Analysts say Gangwon Province near Seoul triggered volatility in credit markets in September by refusing to repay some 200 billion won (US$149 million) of debt of a developer it owned. Surprised by the market reaction, Gangwon governor Kim Jin-tae reversed course, promising to repay the debt by Dec 15, though it was too late to calm investor jitters.
“Financing costs in South Korea have spiked very sharply since then,” Fitch Solutions said in a report on Thursday. “Most notably, the spread of commercial paper rates over the Bank of Korea’s benchmark policy rate has widened dramatically from around 0.7 percentage points in early October to 2.5 percentage points at the end of November.”
The finance ministry also said it will cut the country’s issuance of sovereign bonds by 60% next month. It said the government will issue sovereign bonds worth 3.8 trillion won in December, down from its initial target of 9.5 trillion won.

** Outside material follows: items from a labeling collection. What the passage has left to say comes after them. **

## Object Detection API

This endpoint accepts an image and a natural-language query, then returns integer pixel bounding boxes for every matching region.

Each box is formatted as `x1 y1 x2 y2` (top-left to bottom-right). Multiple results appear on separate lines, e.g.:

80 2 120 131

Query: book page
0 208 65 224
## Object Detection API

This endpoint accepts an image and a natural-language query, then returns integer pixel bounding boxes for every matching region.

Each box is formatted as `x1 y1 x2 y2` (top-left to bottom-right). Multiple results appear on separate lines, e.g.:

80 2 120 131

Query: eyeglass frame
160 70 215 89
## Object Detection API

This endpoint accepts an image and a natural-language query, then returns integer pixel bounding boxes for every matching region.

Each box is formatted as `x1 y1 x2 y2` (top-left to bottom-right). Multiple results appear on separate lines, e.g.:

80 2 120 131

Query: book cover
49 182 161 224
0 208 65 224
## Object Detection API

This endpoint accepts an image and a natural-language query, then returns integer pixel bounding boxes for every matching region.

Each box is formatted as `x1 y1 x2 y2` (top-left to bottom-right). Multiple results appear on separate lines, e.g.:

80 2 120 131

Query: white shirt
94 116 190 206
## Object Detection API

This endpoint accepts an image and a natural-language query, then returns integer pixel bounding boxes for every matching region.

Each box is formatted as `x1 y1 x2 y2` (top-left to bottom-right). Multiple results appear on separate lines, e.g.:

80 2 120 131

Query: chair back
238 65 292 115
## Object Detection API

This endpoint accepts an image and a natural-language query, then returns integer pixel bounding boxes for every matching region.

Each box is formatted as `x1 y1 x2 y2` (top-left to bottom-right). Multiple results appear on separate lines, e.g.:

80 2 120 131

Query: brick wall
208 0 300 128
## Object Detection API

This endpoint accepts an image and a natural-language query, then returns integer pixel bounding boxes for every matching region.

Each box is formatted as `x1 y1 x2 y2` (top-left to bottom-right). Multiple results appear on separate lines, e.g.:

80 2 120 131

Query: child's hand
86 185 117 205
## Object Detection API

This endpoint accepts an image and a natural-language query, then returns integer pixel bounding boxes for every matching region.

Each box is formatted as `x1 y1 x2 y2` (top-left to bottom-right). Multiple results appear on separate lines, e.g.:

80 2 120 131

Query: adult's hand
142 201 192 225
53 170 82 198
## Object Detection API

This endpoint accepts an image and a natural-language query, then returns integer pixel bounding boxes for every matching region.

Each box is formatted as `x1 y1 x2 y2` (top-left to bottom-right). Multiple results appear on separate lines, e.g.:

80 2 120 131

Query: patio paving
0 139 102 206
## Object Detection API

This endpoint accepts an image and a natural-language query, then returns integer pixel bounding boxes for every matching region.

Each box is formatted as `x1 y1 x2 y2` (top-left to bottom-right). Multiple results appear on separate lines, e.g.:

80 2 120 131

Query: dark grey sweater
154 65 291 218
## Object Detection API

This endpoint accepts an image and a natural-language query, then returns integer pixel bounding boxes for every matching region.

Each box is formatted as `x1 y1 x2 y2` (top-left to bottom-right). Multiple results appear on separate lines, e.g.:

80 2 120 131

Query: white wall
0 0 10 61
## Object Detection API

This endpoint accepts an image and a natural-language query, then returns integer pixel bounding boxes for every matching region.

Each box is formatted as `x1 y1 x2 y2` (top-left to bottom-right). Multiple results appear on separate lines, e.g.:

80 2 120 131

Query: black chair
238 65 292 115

“We agreed that we should mobilise all resources to stabilise short-term financial markets while carefully monitoring movements and risk factors at the year-end and early next year,” finance minister Choo Kyung-ho said after hosting an emergency meeting with Bank of Korea governor Rhee Chang-yong and other policymakers.
The BOK said it will inject 2.5 trillion won into financial institutions that buy corporate bonds in the market. The finance ministry said the government-controlled Korea Development Bank and Industrial Bank of Korea will also speed up their bond-buying programme to provide liquidity in the market quickly.
South Korea’s central bank was the first major central bank in Asia to hike rates since the onset of the pandemic but has begun slowing down its pace of monetary tightening amid the rising credit stress in the country’s corporate bond market.
The BOK last week raised its key rate by a quarter of a percentage point to 3.25%, following a half-point increase last month. Rhee had initially signalled a bigger move but later hinted at a slowdown, citing unfavourable market conditions.